Like I commented to your question in my own build thread, HTB used by simple and simplest seem to perform weakly in dual-core R7800, especially with kernel 4.4 that is used for ipq806x with LEDE 17.01.
The main reason for the weak "simple" performance with HTB+fq_codel seems actually to be HTB, not fq_codel itself. It is also possible to use "simplest_tbf" that avoids HTB by using TBF but still normally uses fq_codel. That simplest_tbf performed much better than simple (at least with kernel 4.4).
So, irqbalance has made a huge difference: now with heavy torrenting, the ping latency is ~20ms (vs 11ms ideal) at 45/9 (the link is 50/10). Setting SQM speed to 47.5/9.5 makes the latency go to 50..100ms and higher.
@moeller0, now that I am no longer CPU bound, how can I further improve SQM on my router? DO I still need to disable gro/lro/gso/tso ? My current SQM settings are below.
Great that irqbalance helped you. But be cautious with it. Dissent1 noticed some problems if that was active quite at the boot. I did not achieve any magic improvement with it myself so I am normally not running it.

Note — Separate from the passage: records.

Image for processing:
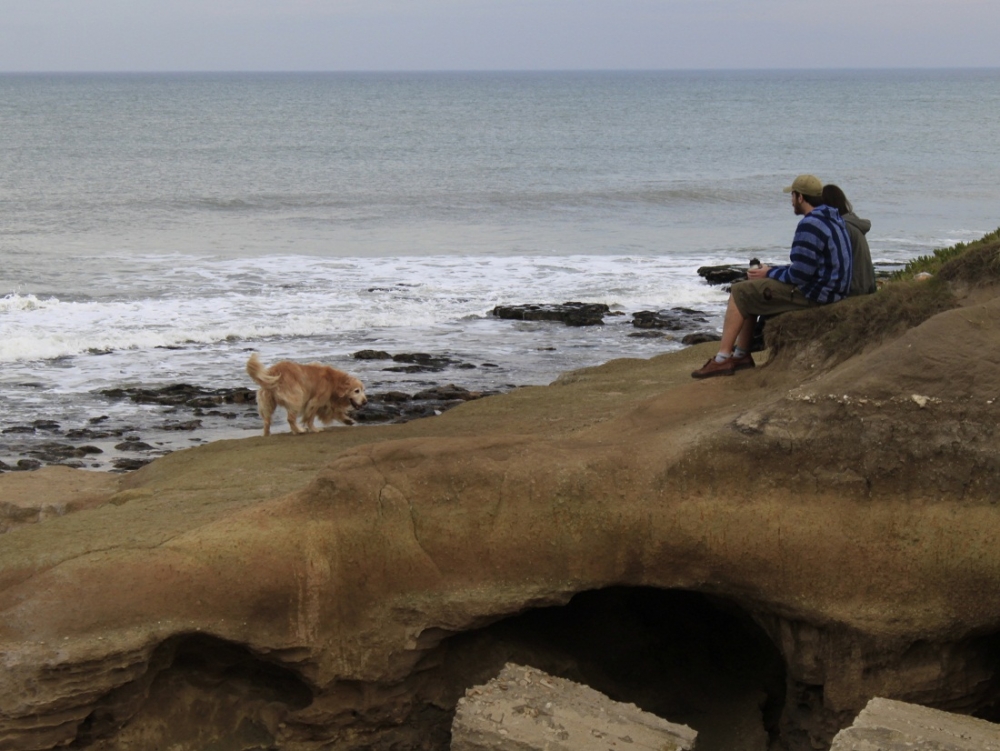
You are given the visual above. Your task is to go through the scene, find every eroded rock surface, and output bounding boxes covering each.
[451,663,698,751]
[0,290,1000,751]
[830,698,1000,751]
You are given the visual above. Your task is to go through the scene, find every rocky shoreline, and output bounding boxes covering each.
[0,302,718,473]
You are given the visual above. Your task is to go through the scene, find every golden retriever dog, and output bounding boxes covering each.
[247,352,368,435]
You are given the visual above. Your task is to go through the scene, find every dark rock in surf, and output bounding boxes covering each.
[681,331,722,344]
[491,302,611,326]
[698,265,747,284]
[115,441,153,451]
[632,308,708,331]
[351,349,392,360]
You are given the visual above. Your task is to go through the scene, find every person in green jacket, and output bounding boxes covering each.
[823,185,877,295]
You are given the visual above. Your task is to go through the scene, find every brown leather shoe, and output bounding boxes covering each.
[691,357,736,378]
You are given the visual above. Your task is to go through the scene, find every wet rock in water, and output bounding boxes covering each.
[111,456,153,472]
[351,349,392,360]
[100,383,257,408]
[698,264,747,284]
[681,331,722,344]
[632,308,708,331]
[491,302,611,326]
[413,383,482,402]
[351,399,403,423]
[376,391,413,403]
[65,428,124,440]
[115,441,153,451]
[160,415,204,430]
[27,443,104,464]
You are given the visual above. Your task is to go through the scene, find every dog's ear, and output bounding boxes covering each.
[337,377,364,399]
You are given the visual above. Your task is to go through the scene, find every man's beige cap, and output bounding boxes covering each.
[784,175,823,197]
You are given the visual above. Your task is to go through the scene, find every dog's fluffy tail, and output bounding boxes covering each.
[247,352,281,388]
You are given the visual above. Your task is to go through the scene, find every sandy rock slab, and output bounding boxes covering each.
[830,698,1000,751]
[451,663,698,751]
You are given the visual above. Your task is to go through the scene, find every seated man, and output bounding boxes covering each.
[691,175,851,378]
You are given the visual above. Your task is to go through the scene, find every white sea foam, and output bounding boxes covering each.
[0,71,1000,458]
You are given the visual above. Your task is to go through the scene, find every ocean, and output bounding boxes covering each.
[0,70,1000,469]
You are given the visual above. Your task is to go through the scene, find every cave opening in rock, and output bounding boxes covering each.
[72,634,313,751]
[428,587,786,751]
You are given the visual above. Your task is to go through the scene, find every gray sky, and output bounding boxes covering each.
[0,0,1000,71]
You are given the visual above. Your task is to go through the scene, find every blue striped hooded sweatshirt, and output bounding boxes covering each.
[767,206,853,304]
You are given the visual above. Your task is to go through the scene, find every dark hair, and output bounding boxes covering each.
[823,184,854,216]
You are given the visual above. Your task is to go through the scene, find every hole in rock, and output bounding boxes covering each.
[72,634,313,751]
[423,587,785,751]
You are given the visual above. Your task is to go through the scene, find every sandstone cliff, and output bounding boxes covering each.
[0,258,1000,750]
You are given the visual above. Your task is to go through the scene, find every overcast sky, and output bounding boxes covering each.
[0,0,1000,71]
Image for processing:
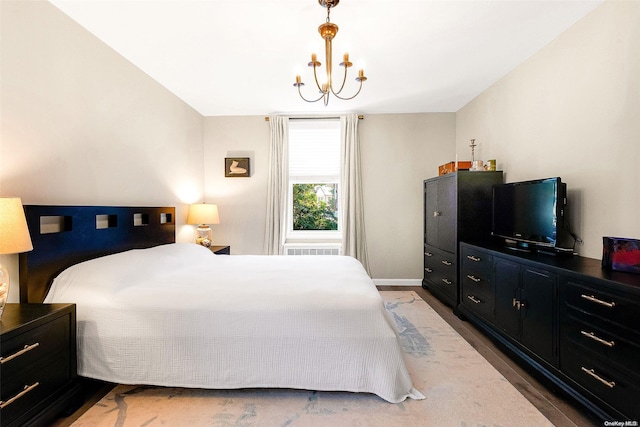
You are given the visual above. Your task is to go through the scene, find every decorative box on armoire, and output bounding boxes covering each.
[422,171,503,308]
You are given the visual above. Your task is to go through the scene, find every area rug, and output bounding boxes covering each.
[73,291,551,427]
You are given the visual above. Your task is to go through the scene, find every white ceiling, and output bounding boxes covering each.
[50,0,603,116]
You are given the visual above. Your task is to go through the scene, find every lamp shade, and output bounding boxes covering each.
[0,197,33,254]
[187,203,220,225]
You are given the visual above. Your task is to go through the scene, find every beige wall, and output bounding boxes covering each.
[6,1,640,300]
[204,116,269,255]
[0,0,203,301]
[456,0,640,258]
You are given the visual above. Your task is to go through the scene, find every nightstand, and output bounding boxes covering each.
[209,245,231,255]
[0,304,81,427]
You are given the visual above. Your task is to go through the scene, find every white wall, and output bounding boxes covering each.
[204,113,455,279]
[204,116,269,255]
[456,0,640,258]
[0,0,203,301]
[359,113,455,280]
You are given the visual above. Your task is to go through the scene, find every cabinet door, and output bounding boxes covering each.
[437,175,458,253]
[520,268,557,365]
[494,258,520,339]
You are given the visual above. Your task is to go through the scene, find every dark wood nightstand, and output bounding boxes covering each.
[209,245,231,255]
[0,304,81,427]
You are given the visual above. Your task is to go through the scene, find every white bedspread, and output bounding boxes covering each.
[45,243,423,402]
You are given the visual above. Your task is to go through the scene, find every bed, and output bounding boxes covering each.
[20,206,423,403]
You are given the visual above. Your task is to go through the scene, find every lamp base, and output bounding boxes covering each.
[194,224,213,248]
[0,264,9,318]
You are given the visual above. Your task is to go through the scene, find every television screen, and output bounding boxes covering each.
[492,178,565,251]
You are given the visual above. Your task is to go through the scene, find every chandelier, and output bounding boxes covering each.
[293,0,367,106]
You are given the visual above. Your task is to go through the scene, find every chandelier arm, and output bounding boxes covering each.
[332,81,362,101]
[298,86,328,105]
[313,65,325,93]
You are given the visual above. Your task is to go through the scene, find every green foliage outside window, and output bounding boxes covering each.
[293,184,338,230]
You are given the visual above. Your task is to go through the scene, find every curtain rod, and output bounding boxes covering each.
[264,114,364,122]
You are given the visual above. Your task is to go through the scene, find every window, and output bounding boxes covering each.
[287,119,340,239]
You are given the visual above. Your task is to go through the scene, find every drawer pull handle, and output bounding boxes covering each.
[580,294,616,308]
[0,342,40,365]
[581,366,616,388]
[0,382,40,409]
[580,331,616,347]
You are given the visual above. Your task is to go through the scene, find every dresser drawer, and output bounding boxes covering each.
[562,346,640,420]
[424,267,456,295]
[0,352,74,425]
[424,248,456,280]
[564,281,640,330]
[562,312,640,381]
[0,316,70,378]
[461,268,493,297]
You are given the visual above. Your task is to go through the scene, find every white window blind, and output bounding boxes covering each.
[289,119,340,182]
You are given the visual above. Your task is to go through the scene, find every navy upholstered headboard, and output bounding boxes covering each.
[20,205,176,303]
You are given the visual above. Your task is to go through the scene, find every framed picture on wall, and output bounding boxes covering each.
[224,157,251,178]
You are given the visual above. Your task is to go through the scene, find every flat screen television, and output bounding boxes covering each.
[491,177,572,252]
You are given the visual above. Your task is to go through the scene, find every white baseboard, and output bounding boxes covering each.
[373,279,422,286]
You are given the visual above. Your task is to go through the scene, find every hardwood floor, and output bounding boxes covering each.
[52,286,602,427]
[378,286,602,427]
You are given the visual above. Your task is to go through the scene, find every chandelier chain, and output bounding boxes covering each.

Could you try to probe the thresholds for both directions independently, say start with 45/9 and start to increase the egress step-wise until you figure out between which two values latency increase under load starts to rise steeply, then repeat the same for ingress. With a bit of luck you will end up with a better feel for the trade-off you are selecting between bandwidth sacrifice and latency under load increase. Please note that for ingress shaping it might be worth wile to also test with multiple ingress streams as the shaper is more approximate and will show more bufferbloat with higher numbers of data flows. There is a development in cake that might make cake more independent on the number of concurrent flows (at a small cost of total throughput), watch for the "ingress" keyword to appear...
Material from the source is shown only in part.